The coverage dispute arose from securities fraud lawsuits, derivative actions and SEC enforcement proceedings based on the allegedly fraudulent financial reporting of a public company from 1997 through 2000. While the private lawsuits were still pending, the insured company and a number of its directors and officers settled with the SEC in separate enforcement actions. Neither the individuals nor the company admitted guilt in connection with these settlements. The insureds subsequently sought coverage from the insurer, which had issued a "follows form" excess policy incepting on June 25, 1999. The insurer denied coverage and brought the instant declaratory judgment action seeking to rescind the policy based on the breach of a condition precedent contained in the binder as well as alleged fraudulent inducement. In the alternative, the insurer sought declarations of non-coverage based on various policy provisions.
The trial court rejected the insurer's argument that it was entitled to rescission based on a condition precedent contained in the policy's binder but not in the policy itself. Further, the court rejected the insurer's rescission claims based on the alleged breach of the covenant of good faith and fair dealing and fraudulent inducement. The trial court also rejected the insurer's attempt to deny coverage based on the policy's fraud and improper profit exclusions, the policyholder's alleged breach of the duty to cooperate, and the "known loss" doctrine. The trial court further rejected the insurer's denial on the definition of "Loss" as to all defendants who had not yet settled with the SEC, holding that the causes of action were premature as to these defendants. The trial court's decision was summarized in the January 2005 issue of The Executive Summary.

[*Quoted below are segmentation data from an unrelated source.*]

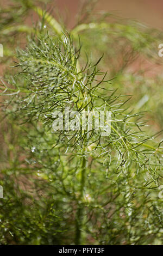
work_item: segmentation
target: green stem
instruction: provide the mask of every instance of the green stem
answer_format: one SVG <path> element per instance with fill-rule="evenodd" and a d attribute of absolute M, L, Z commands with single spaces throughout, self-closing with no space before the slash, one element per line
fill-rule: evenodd
<path fill-rule="evenodd" d="M 86 161 L 85 156 L 82 158 L 82 177 L 80 180 L 80 196 L 78 200 L 78 206 L 76 214 L 76 237 L 75 244 L 76 245 L 82 245 L 82 227 L 83 224 L 84 208 L 82 205 L 83 199 L 84 190 L 85 184 Z"/>

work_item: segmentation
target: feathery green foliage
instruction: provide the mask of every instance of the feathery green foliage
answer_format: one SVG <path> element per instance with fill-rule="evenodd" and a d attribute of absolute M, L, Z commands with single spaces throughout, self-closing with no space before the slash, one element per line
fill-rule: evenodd
<path fill-rule="evenodd" d="M 110 23 L 107 15 L 79 22 L 68 33 L 40 8 L 30 2 L 26 8 L 42 21 L 17 50 L 14 75 L 1 80 L 7 120 L 1 244 L 161 243 L 160 133 L 148 135 L 143 103 L 133 106 L 131 99 L 131 105 L 126 90 L 116 89 L 126 81 L 143 83 L 127 67 L 141 52 L 154 57 L 161 35 L 135 23 Z M 111 60 L 117 56 L 118 62 L 124 48 L 118 67 Z M 80 115 L 110 111 L 110 135 L 93 126 L 54 132 L 53 114 L 66 107 Z"/>

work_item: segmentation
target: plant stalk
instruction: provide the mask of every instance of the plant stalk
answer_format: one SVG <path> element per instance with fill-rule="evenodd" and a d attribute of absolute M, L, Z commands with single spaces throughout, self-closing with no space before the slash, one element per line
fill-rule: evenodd
<path fill-rule="evenodd" d="M 76 237 L 75 244 L 76 245 L 82 245 L 82 228 L 83 224 L 84 208 L 82 204 L 84 195 L 84 191 L 85 184 L 85 173 L 86 167 L 86 161 L 85 156 L 82 158 L 82 176 L 80 180 L 80 196 L 78 200 L 78 209 L 76 214 Z"/>

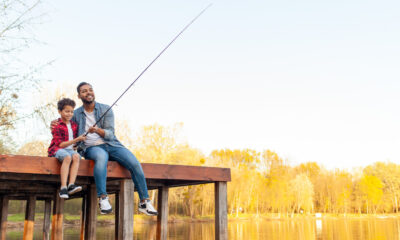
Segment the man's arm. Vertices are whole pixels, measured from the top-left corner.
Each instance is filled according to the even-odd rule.
[[[103,126],[99,128],[97,126],[91,127],[88,130],[90,133],[97,133],[105,140],[111,140],[114,138],[114,113],[112,109],[104,116]]]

The appellate court affirmed the trial court's dismissal of the insurer's cause of action for breach of a condition precedent, noting that the "binder and the policy here were two distinct agreements . . . and the policy clearly stated that the policy, together with the applications and endorsements, was the entire contract." The court noted that the condition precedent in the binder was not included, attached or mentioned in the policy and that the binder did not indicate that "the condition precedent was meant to be included in the policy."

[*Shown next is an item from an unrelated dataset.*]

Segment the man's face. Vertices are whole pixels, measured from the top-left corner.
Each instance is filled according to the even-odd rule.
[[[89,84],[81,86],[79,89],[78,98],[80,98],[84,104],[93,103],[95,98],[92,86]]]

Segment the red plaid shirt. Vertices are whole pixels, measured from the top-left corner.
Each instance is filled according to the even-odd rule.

The appellate court also affirmed the trial court's dismissal of the insurer's claims based on material misrepresentation and fraudulent inducement. The court held that the defendants never admitted the falsity of their financial statements in their settlements with the SEC, and the insurer "could not reasonably rely on the allegedly false financial statements because the policy expressly stated that [the insurer] relied on the statements and declarations in the application for coverage, and [the insurer] has not alleged that the financial statements were contained in any such application." The appellate court further reasoned that "the policy is directly inconsistent with [the insurer's] assertion that had it known that the financial statements were false, it would not have issued coverage, since [the insurer] issued the policy covering the very act of filing false financial statements, unless such falsity is actually adjudicated to be deliberately fraudulent."
Regarding the insurer's breach of the duty of good faith and fair dealing claim, the appellate court affirmed the trial court's dismissal on the ground that it was "merely a substitute for [the insurer's] non-viable contract claims." The appellate court noted that "[t]he covenant of good faith and fair dealing cannot be construed so broadly as to effectively nullify other express terms of the contract, or to create independent contractual rights." The court also affirmed the trial court's dismissal of the insurer's "known loss" argument, agreeing with the trial court that "[a]t most, defendants knew of a risk, not a loss."
Finally, the court affirmed the trial court's denial of the insurer's request to replead the dismissed causes of action, stating that, under New York law, the insurer had not demonstrated grounds to warrant repleading. Specifically, the court reasoned that the insurer had "not demonstrated that its amended pleadings would remedy the deficient claims, which have been dismissed on the basis of the plain language of the binder and the policy."